CFRA Research senior equity analyst Angelo Zino joins Market Domination to break down the best Big Tech plays for investors.
Intel (INTC) unveiled a new pair of AI chips on Tuesday as it seeks to improve its data center business and compete with players like Nvidia (NVDA) and Advanced Micro Devices (AMD). Zino tells Yahoo Finance, “Intel will continue to roll out new capabilities, new chip sets, out there in the foreseeable future. But that said, I don’t think it necessarily changes anything as far as the Intel story is concerned. That’s the fact that this is a company that continues to see its business model under attack.”
He notes that AMD has been “eating market share from Intel” on the PC and data center front while Nvidia’s Blackwell chips rival Intel’s CPU business. Zino adds, “When you kind of look at the CPU industry, it looks like it’s really kind of under attack right now as far as where Nvidia where Intel stands at this moment in time.”
Thus, he believes the best-case scenario for Intel investors would be a potential acquisition. While Qualcomm (QCOM) has reportedly been in talks about a takeover, he does not believe it will come to fruition: “I think there’s only kind of limited upside in terms of what they could offer out there. Not to mention, I think from a regulatory perspective, I don’t think the deal kind of gets anywhere near to being completed.”
In the meantime, Zino believes the best Intel can do at this moment is to cut operating expenses and return to positive free cash flow. In addition, he’s looking for momentum in its foundry business, hoping it will gain traction from external customers. He adds, “If you’re an Intel investor, you’re essentially a value stock at this at this point in time, hoping for improved profitability metrics to kind of get the stock going a little bit.”

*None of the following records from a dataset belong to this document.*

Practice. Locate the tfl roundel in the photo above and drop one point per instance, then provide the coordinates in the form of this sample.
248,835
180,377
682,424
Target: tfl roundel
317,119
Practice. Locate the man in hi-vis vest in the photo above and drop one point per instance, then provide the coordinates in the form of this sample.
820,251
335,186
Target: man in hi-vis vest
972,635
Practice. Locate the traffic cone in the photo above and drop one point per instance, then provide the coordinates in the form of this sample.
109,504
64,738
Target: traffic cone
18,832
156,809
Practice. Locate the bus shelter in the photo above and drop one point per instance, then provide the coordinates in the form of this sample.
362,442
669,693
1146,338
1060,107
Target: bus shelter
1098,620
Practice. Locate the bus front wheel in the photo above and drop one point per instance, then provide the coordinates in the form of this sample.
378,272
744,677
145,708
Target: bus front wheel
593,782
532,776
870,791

While AI drove markets to new heights during the first half of the year, the second half of the year has seen many investors grow concerned about returns on AI spending. “Our view right now is that as far as kind of the mega-cap tech companies out there is concerned, they will continue to spend as long as kind of their business models, their revenue trajectory continues to hold up. And we think that will be the case in terms of cloud spend, in terms of digital ad spend going into 2025, and also kind of the compute trajectory here over the next decade,” Zino explains.
He continues, “The fact that improving compute metrics over the next couple of years will potentially drive greater AI monetization, new use cases for AI, I think, is a very interesting proposition and a reason why these hyperscalers will need to continue to aggressively invest. So for that reason, we continue to think there is stabilization past 2025.”